Colloquium on Classification of 3D Point Clouds using Deep Neural Networks

We cordially invite everybody interested to our next open GIScience colloquium talk

The speaker is Lukas Winiwarter
TU Wien, Department of Geodesy and Geoinformation, Research Group Photogrammetry

When: Monday 18.06.2018, 2:15 pm

Where: INF 348, room 015 (Institute of Geography, Heidelberg University)
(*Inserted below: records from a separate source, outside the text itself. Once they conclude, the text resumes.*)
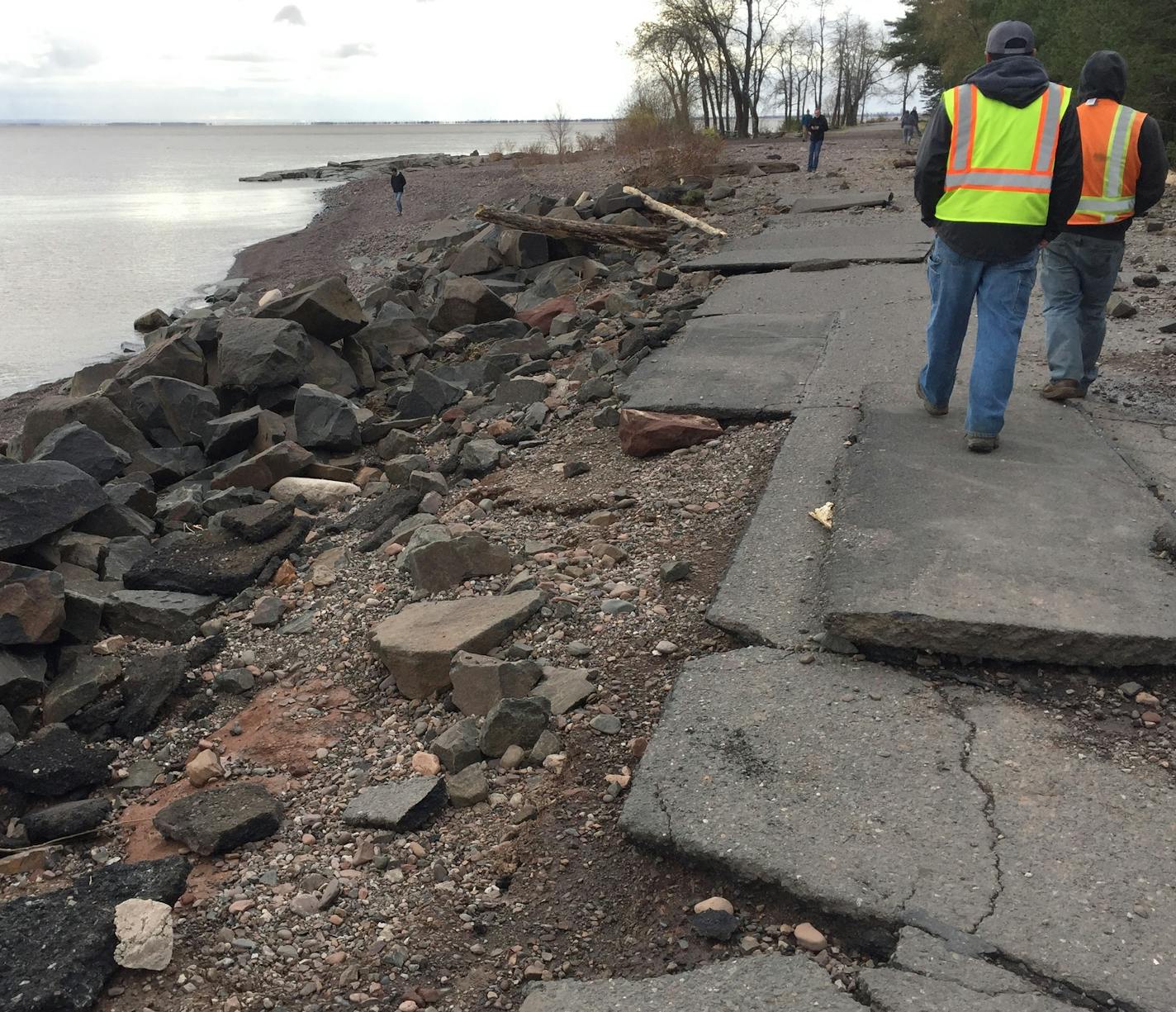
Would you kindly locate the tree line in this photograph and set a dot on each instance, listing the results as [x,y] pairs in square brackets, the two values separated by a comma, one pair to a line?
[727,61]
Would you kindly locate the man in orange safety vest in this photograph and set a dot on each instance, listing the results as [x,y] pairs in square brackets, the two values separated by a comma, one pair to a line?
[1125,167]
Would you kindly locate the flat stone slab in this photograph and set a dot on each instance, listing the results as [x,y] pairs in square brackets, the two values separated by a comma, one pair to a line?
[771,592]
[734,368]
[1040,551]
[903,240]
[757,984]
[841,202]
[837,782]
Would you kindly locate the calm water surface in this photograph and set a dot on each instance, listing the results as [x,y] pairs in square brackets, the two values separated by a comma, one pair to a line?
[100,224]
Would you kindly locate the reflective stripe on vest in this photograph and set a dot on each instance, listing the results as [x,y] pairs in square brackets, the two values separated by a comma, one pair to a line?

Classification of 3D Point Clouds using Deep Neural Networks

Per-point classification (semantic labeling) is an important step in processing topographic 3D point clouds. Current methods often rely on hand-crafted attributes to describe local point neighbourhood relations, feeding the resulting feature vectors to a state-of-the-art classifier. For classification tasks, deep neural networks (DNNs) have recently outperformed most traditional approaches. Since point clouds are unordered and irregular sets of tuples in space, the use of DNNs on point clouds has mostly been limited to strongly regularized (i.e. voxelized or rasterized) point cloud representations and their attributes. A novel method developed by Qi et al. (2017) allows the direct input of point clouds to a DNN. A feature describing a subset of points is hereby calculated using a commutative aggregation function. The commutative property solves issues with unordered input to DNNs. This method is adapted for topographic Airborne Laser Scanning (ALS) point clouds. While the neighbourhood definitions (on different scales) are required as input, the individual features describing the local point neighbourhoods are learned by the DNN in the training phase. The trained network is further evaluated in terms of robustness w.r.t. point density, distribution pattern and penetration rate. Also, attributes known to aid in classification (e.g. principal component analysis, echo broadening) can be added to see if the network further profits from this information or if the information is already learned inherently. First tests based on ALS data from the federal district of Vorarlberg (Austria) yielded an overall accuracy of 76.9%. In forested areas, this accuracy increases up to 98.6 %. Further improvements of the DNN are work-in-progress and are expected to overcome the sub-optimal classification of buildings, which are often misclassified as vegetation, as well as improve overall classification.